Some Migrant Parents Deported Without Kids Can Return to US

More than 400 parents were deported without their children when President Donald Trump's administration was implementing a zero-tolerance policy last year on border crossings

A federal judge ordered the U.S. government Wednesday to allow the return of 11 parents who were deported without their children during the Trump administration's wide-scale separation of immigrant families.

U.S. District Judge Dana Sabraw ruled that government agents unlawfully prevented those parents from pursuing asylum cases. In some cases, Sabraw found, agents coerced parents to drop their claims and accept deportation by having them sign documents they didn't understand or telling them that asylum laws had changed.

The parents who will be allowed back include David Xol, the Guatemalan father of 9-year-old Byron , who has lived for several months with a family in Texas after spending nearly a year in government custody. It wasn't immediately clear when David Xol and other parents would come back.

"We're still waiting for the dust to settle," said Ricardo de Anda, the Xol family's attorney. De Anda added that he was "relieved" by the ruling, but wasn't sure whether the government would appeal Sabraw's order.

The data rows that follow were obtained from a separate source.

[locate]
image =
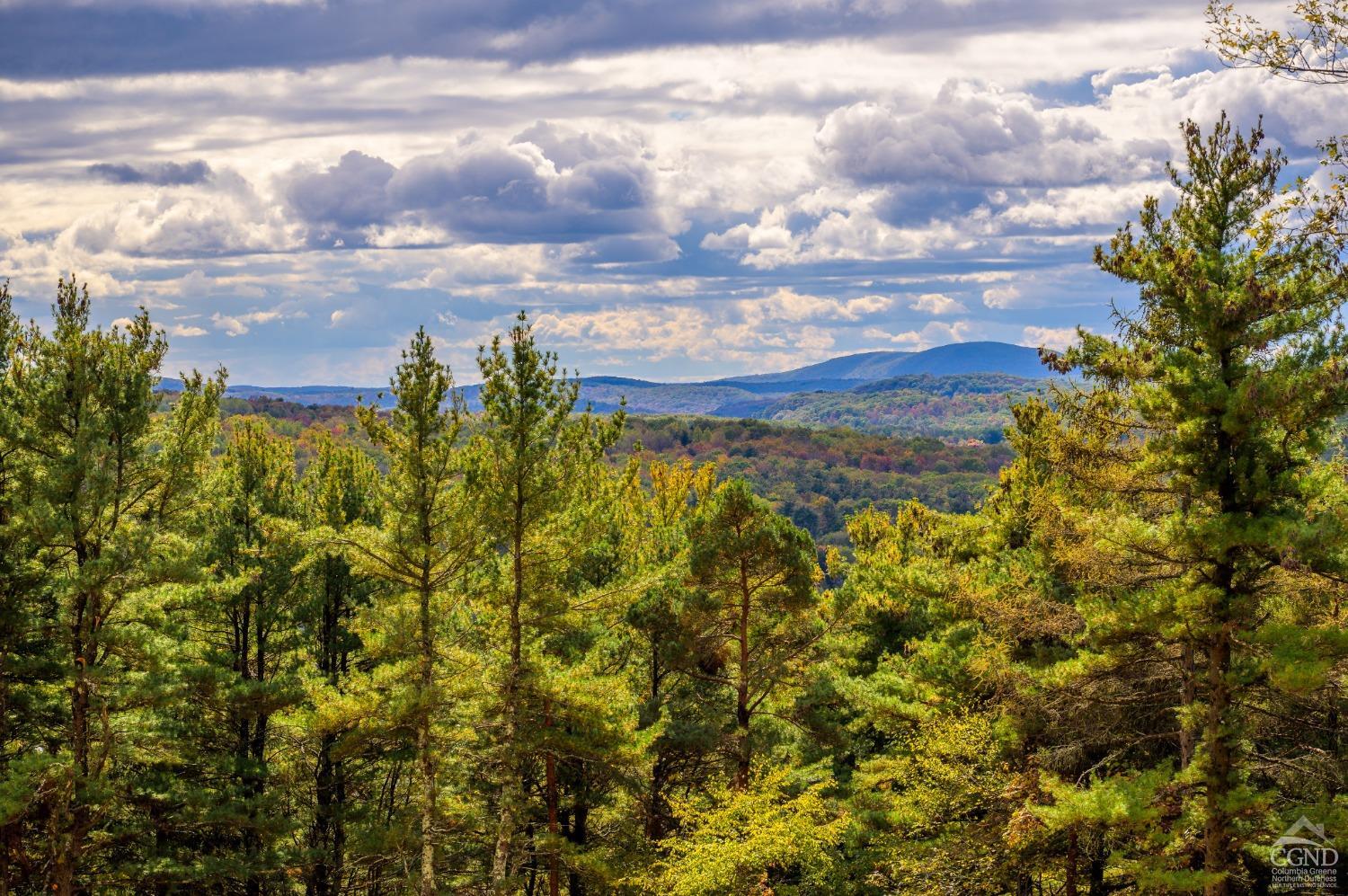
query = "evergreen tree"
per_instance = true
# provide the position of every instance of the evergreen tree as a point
(1224, 386)
(107, 483)
(341, 489)
(423, 550)
(755, 605)
(534, 472)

Sabraw declined to allow seven other parents in the original request to return.

More than 400 parents were deported without their children when President Donald Trump's administration was implementing a zero-tolerance policy last year on border crossings. The policy was rescinded in June 2018 amid worldwide condemnation of the family separation practice. Days later, Sabraw ordered the re-unification of separated families.

Some parents elected to have their children returned to their countries of origin. But at his attorney's urging, David Xol decided to ask to come back to the U.S. and seek asylum again.

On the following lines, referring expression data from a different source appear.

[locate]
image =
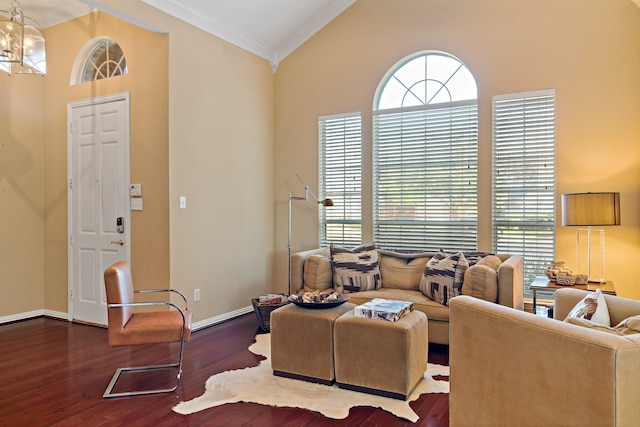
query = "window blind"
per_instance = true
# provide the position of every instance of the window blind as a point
(340, 168)
(524, 208)
(425, 178)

Immigration advocates say many more parents might have been separated before the zero-tolerance policy went into effect last spring. The American Civil Liberties Union also said more than 900 children have been separated from their parents since Sabraw's initial order .

"We are thrilled that the court squarely rejected the government's position that he lacked authority to bring back parents," said Lee Gelernt, an ACLU attorney. "We will do everything we can to continue to look for ways to bring back the parents who he did not order be returned."

The U.S. Department of Justice declined to comment.

Byron and David Xol have been apart for 16 months. The two left their village in Guatemala in May 2018 after gangs threatened David's life due to his evangelical preaching. They crossed the U.S.-Mexico border without authorization and were taken into Border Patrol custody.

David Xol has alleged that agents took him into a room and presented him with a document he couldn't read. He said he was told if he didn't sign it, he would be detained for at least two years and Byron would be given up for adoption; if he did sign it, the two would be deported together.

He agreed to sign it, only to have Byron taken away from him anyway.

Xol was deported to Guatemala and Byron taken to a series of facilities for unaccompanied migrant children run by the U.S. Department of Health and Human Services. The agency's inspector general on Wednesday released a report that found children separated from their parents had showed more fear, feelings of abandonment and signs of post-traumatic stress than children who were not separated.

Byron showed some of those symptoms. At times during his calls home, he would refuse to speak to his father out of anger.

The boy also broke his leg playing soccer. Medical records show his thigh fracture was misdiagnosed at one point as a broken ankle. Several days passed before Byron placed in a full cast.

Byron has lived since April with Matthew and Holly Sewell, who took Byron into their home in Buda, Texas, outside of Austin. Holly Sewell said Wednesday that David Xol's potential return was "wonderful news."

De Anda said he has arranged for David and Byron to live together in the area so that Byron can stay in the same school.